1. General Rule for Determination of Applicable Amount. The “Applicable Amount” for each Applicable Year shall be equal to the difference (but not less than zero) between (a) the Base Pension Amount for the Applicable Year, minus (b) the amount of the retirement benefit to the Executive under the AXIS Specialty Limited International Pension Plan (the “International Plan”) (the “Offset Amount”). Such Offset Amount shall be based on the Executive’s balance under the International Plan, expressed in the form


of a ten year certain annuity payable annually commencing on January 1 of the Applicable Year.

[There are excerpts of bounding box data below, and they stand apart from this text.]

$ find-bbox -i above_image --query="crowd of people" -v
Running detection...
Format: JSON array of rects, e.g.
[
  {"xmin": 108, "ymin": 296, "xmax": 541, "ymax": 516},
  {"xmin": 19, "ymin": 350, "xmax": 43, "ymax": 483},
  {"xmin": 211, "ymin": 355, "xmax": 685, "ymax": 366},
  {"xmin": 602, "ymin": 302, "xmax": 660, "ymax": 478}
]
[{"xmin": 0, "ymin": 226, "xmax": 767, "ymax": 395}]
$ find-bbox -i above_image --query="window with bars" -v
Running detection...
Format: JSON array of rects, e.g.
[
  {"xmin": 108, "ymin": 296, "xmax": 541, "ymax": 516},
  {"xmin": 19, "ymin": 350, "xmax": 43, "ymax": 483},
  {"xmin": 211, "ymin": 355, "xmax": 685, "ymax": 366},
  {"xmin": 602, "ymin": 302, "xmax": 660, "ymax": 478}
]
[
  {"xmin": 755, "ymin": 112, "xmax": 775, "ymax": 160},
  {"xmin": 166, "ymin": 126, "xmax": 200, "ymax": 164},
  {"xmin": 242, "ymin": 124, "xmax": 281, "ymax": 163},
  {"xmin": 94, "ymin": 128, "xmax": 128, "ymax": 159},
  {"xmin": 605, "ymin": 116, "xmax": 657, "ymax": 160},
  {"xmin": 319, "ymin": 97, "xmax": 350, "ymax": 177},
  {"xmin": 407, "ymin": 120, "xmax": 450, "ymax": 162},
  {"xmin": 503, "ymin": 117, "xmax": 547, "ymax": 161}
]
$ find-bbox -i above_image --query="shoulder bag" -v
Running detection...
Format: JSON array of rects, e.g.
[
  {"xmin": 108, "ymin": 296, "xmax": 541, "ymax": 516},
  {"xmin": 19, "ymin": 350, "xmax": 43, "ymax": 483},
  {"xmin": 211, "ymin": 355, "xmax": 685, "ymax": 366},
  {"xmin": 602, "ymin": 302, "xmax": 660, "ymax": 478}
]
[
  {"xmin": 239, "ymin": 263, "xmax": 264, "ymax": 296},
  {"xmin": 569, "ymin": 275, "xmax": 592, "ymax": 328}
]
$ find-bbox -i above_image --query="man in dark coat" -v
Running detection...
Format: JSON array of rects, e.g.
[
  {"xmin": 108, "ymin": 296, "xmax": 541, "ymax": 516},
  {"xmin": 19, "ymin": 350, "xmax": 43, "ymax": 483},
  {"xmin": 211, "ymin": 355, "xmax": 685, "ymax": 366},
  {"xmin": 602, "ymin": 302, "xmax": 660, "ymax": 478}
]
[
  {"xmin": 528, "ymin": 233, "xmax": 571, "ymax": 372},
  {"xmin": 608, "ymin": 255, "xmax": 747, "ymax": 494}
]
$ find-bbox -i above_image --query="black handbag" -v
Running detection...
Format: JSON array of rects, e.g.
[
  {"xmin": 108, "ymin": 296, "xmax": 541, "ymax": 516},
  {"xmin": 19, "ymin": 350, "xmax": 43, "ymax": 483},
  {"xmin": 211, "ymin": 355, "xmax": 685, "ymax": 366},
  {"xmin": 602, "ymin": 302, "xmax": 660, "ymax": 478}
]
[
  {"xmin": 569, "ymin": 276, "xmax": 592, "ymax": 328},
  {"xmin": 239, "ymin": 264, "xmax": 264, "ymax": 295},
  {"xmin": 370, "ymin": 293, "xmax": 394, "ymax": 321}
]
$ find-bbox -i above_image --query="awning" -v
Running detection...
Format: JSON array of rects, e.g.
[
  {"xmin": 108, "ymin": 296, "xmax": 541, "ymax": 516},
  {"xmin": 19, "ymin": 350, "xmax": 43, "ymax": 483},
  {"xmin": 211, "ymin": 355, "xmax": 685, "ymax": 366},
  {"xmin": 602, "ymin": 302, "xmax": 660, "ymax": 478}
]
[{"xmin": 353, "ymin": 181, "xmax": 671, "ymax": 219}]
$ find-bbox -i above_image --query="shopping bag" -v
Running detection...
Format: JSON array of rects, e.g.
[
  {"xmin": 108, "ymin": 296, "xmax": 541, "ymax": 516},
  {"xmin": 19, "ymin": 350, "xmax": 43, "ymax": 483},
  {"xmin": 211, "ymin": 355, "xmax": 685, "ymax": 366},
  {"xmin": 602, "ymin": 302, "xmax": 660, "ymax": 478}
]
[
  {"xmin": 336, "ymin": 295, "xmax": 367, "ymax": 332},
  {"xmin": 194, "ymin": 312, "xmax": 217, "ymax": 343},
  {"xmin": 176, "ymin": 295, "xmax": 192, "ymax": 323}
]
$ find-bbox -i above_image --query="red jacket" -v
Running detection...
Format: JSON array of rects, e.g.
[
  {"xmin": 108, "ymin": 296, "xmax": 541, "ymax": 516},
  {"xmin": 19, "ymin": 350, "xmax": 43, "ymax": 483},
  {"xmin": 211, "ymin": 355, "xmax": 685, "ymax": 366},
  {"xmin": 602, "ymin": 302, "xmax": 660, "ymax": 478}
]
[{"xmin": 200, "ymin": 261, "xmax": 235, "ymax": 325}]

The determination of the Executive’s balance under the International Plan and subsequent determination of the annuity amount generated based on such balance shall be a one-time calculation made as of December 31 of the year immediately preceding the year in which the first payment is due.

2. Special Rule for Accelerated Payments. In the event the Executive is entitled to accelerated payments of the Applicable Amounts pursuant to Section 2 (relating to payments on death), 3 (relating to payments on account of Disability) or 4 (relating to payments on account of a Change in Control), the “Applicable Amount” for each Applicable Year which is accelerated pursuant to Sections 2, 3 or 4, as applicable, shall be equal to the difference (but not less than zero) between (a) the Base Pension Amount for the Applicable Year, minus (b) the Offset Amount (calculated in accordance with Section 1, above).

3. Interest Rate. The interest rate that shall be used for purposes of converting the balance to the Executive’s credit under the International Plan to a ten year certain annuity for any Applicable Year shall be the U.S. treasury rate for 10 year bonds plus 100 basis points, determined as of January 1 of the Applicable Year.